Sebagaimana diwartakan Guardian pada 1999, sejumlah kalangan di Belgia merespons buku Hochschild dengan gusar. Beberapa eks-pegawai era kolonial yang masih hidup, mengklaim hanya segelintir orang-orang Kongo yang tangannya buntung, dan malah menuding orang Kongo sendiri sebagai pelaku kekejaman tersebut. Royal Belgian Union for Overseas Territories menyerukan bahwa tidak ada kengerian yang melebihi aksi Hitler dan Stalin, atau pembantaian terhadap populasi suku-suku asli Indian, Tasmania dan Aborijin. “Legenda orang kulit hitam sudah diciptakan oleh pembuat polemik dan jurnalis Inggris dan Amerika yang mendapatkan energinya dari imajinasi novelis dan penulis-ulang sejarah,” demikian mereka berkomentar. Sejarawan senior Belgia, Jean Stengers, tidak menampik kekerasan yang terjadi, namun mengelak klaim kematian korban versi Hochschild yang menurutnya dilebih-lebihkan.

Masih dilansir dari Guardian, antropolog Belgia yang kritis terhadap isu ini, Daniel Vangroenweghe, mengakui bahwa studinya selalu disorot oleh tokoh-tokoh senior, sampai diselidiki di parlemen Belgia. Pada 1985, Vangroenweghe pernah menerbitkan buku berjudul “Rood Rubber—Karet Merah” yang mengungkap kesadisan rezim Leopold II di Kongo.

Tak lama setelah buku karya Hochschild diterbitkan, Vangroenweghe sempat menanyakan pandangan Perdana Menteri Belgia kala itu, Jean-Luc Dehaene. “Masa lalu kolonial sudah berlalu semuanya. Betul-betul tak ada lagi hubungan emosional yang kuat. Hal ini tidak menggugah orang-orang. Ini bagian dari masa lalu. Sejarah,” demikian Vangroenweghe mengutip jawaban PM Dehaene.

Perdebatan publik tentang tindakan Leopold II terhadap penduduk Kongo pun sempat meredup, sampai akhirnya ramai kembali pada pertengahan tahun 2020 ketika Black Lives Matter digaungkan. Ribuan demonstran turun ke jalanan di Belgia untuk mengkampanyekan anti-rasisme, dan pada waktu yang sama, menyerukan agar patung-patung Leopold II disingkirkan.

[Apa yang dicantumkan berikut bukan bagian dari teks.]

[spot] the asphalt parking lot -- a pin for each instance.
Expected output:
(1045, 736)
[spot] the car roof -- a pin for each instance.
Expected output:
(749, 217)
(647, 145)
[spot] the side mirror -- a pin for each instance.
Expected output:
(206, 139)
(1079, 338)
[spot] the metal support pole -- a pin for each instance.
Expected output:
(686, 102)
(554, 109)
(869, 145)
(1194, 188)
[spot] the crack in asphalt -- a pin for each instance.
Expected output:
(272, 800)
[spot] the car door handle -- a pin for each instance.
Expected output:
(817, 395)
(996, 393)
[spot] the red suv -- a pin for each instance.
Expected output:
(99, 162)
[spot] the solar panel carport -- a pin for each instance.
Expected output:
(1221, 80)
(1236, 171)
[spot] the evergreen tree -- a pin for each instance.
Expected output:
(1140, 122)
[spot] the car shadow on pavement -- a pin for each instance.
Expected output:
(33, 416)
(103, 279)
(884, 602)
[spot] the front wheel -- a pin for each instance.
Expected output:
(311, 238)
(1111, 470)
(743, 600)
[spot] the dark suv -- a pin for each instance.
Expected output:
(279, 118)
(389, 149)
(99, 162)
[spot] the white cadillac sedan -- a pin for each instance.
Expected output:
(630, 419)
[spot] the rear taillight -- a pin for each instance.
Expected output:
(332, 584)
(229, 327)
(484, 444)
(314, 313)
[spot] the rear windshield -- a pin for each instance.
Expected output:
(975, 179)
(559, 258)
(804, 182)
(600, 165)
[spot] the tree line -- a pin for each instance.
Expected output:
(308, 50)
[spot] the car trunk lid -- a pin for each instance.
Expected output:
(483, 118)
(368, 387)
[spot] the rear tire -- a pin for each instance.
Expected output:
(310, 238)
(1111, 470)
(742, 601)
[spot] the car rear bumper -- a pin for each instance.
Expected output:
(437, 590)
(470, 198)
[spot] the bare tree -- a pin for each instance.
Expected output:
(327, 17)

Di tengah ingar-bingar itu semua, parlemen Belgia berencana membentuk komisi khusus untuk memeriksa masa lalu kolonial Belgia—menyerupai Komisi Kebenaran dan Rekonsiliasi yang pernah didirikan di Afrika Selatan untuk mengungkap fakta-fakta selama era apartheid.

Merangkum informasi dari laman Justice Info, komisi khusus ini terdiri atas 10 pakar ilmu sejarah, politik, sampai pengacara. Tugas pertama mereka adalah memaparkan analisis situasional tentang kejadian sejarah di Kongo pada era Leopold II (1885-1908), kolonialisme Belgia di Kongo (1908-1960), Rwanda dan Burundi (1919-62). Bekerjasama dengan sejumlah asosiasi yang mewakili komunitas korban dari tiga negara eks-koloni tersebut, mereka akan mencoba mengungkap dampak struktural kolonisasi terhadap negara-negara ini, menghitung dampak ekonominya, lalu membuat rekomendasi dan proposal untuk rekonsiliasi.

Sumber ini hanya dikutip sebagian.